ST. PETERSBURG, Fla. –Mark Miles couldn’t point to a single factor that ultimately forced the cancellation of Sunday’s Firestone Grand Prix of St. Petersburg, but the IndyCar CEO conceded there were many.
“There’s a public health risk any time people are getting together,” Miles said Friday afternoon, speaking to reporters 22 hours after IndyCar and the City of St. Petersburg reversed course on a decision to hold the race without fans. “Since our announcement (at 3 p.m. Thursday) that we were going to race without the crowd, we learned that Disney was shutting down. We saw THE PLAYERS Championship go from their announcement they were going to play a major tournament without a crowd to canceling.
“Really there isn’t a sporting event left that feels comfortable running even without fans. I just think that’s reflective of what’s going on in the country and in the world.

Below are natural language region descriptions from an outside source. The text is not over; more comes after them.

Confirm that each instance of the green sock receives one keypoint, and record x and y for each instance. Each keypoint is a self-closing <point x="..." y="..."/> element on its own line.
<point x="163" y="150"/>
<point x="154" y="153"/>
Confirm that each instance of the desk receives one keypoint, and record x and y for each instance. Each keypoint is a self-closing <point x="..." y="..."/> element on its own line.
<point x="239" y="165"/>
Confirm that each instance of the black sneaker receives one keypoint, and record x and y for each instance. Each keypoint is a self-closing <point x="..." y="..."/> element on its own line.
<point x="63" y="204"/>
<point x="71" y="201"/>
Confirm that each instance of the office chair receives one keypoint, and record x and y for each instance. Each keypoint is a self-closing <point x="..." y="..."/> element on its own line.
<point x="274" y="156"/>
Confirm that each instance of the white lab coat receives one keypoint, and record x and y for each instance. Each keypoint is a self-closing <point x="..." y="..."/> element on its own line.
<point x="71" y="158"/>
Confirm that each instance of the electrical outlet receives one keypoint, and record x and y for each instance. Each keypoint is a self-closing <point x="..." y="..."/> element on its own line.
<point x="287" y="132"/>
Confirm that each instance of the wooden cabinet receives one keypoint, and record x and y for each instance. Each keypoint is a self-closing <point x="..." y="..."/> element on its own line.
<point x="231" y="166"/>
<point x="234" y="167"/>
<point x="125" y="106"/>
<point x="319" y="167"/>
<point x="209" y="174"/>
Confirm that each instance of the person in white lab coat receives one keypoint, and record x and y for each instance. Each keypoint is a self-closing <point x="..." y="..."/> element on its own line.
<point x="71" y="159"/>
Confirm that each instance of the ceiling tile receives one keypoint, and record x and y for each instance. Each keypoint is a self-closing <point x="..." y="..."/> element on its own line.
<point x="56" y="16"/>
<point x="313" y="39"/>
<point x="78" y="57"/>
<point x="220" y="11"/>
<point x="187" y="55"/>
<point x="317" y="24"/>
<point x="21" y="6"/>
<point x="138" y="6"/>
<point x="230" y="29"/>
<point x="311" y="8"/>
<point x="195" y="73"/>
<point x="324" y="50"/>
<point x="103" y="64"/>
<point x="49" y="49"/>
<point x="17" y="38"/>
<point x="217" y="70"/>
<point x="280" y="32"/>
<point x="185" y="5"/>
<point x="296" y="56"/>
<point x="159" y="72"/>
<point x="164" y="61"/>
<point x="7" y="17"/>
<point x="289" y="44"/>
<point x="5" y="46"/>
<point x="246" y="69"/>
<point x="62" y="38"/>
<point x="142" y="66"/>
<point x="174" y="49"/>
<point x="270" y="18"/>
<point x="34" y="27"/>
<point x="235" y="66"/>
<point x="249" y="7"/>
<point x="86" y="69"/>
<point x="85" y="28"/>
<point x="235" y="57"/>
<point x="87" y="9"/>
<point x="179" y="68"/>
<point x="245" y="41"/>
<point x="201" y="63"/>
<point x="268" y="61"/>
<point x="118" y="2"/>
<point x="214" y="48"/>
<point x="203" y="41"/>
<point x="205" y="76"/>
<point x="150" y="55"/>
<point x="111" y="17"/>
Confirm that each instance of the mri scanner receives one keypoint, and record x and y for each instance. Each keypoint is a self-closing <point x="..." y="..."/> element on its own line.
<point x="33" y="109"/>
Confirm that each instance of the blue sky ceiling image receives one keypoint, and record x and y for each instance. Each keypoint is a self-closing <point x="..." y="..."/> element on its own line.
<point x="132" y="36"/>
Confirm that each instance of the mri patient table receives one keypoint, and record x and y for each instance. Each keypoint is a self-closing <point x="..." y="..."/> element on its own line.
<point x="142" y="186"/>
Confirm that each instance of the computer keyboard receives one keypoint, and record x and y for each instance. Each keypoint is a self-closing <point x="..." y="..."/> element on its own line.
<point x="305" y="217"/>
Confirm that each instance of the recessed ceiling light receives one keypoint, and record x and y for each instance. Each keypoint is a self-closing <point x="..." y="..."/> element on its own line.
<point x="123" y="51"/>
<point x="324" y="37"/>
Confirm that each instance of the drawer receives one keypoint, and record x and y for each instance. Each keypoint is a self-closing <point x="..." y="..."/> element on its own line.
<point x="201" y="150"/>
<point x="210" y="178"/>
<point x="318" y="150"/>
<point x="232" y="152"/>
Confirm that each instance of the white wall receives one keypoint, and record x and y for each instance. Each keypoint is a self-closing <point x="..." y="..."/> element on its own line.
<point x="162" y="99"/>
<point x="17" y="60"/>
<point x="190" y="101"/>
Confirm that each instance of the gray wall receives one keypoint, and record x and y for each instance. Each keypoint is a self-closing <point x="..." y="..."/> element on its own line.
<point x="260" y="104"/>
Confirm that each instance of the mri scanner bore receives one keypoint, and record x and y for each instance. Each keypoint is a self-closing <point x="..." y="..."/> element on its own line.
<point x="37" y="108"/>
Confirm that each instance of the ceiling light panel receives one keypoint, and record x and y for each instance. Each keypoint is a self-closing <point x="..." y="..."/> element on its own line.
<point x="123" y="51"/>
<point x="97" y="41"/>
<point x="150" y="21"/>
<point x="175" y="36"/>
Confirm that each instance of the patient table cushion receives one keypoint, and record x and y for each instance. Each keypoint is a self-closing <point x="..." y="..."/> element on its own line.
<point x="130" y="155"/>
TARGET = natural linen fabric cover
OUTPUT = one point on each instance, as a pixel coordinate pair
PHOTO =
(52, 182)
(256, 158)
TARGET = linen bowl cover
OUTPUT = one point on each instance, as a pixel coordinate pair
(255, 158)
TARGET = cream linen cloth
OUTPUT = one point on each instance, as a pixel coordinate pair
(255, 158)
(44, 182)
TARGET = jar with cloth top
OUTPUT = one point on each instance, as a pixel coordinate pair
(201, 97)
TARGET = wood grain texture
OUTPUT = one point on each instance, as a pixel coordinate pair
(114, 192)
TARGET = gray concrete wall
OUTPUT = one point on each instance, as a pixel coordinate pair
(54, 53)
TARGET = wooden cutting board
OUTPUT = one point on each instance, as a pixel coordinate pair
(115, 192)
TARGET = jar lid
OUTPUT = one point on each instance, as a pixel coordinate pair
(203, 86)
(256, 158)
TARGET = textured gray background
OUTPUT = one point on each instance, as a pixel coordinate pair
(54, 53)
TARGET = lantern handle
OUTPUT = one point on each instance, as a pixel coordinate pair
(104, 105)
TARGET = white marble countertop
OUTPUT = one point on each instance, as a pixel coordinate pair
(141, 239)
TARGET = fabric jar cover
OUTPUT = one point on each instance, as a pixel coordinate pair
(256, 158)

It’s just the reality that our society right now is discouraging getting people together.”
Miles said an estimated number of 250 people congregating in the IndyCar paddock on a race weekend was “way low” without providing an exact figure.
Before canceling Friday, IndyCar initially condensed the schedule from three to two days Thursday night, a day after race and series officials had indicated no schedule disruptions were expected because of the novel coronavirus (COVID-19) outbreak.
In a Wednesday interview with RACER, Roger Penske said there were no plans to change “unless instructed by the government and/or health department,” noting that the PGA held a golf tournament last weekend, and Disney World remained open.
The status of both those entities had changed less than 30 hours later, along with The Masters being put on hold.
The cumulative postponements across professional sports effectively marked a collective tipping point for making the call on the Grand Prix of St. Petersburg, which stood to become the only major sports event in the country Sunday (NASCAR made the call to postpone its race weekend at Atlanta Motor Speedway at virtually the same time).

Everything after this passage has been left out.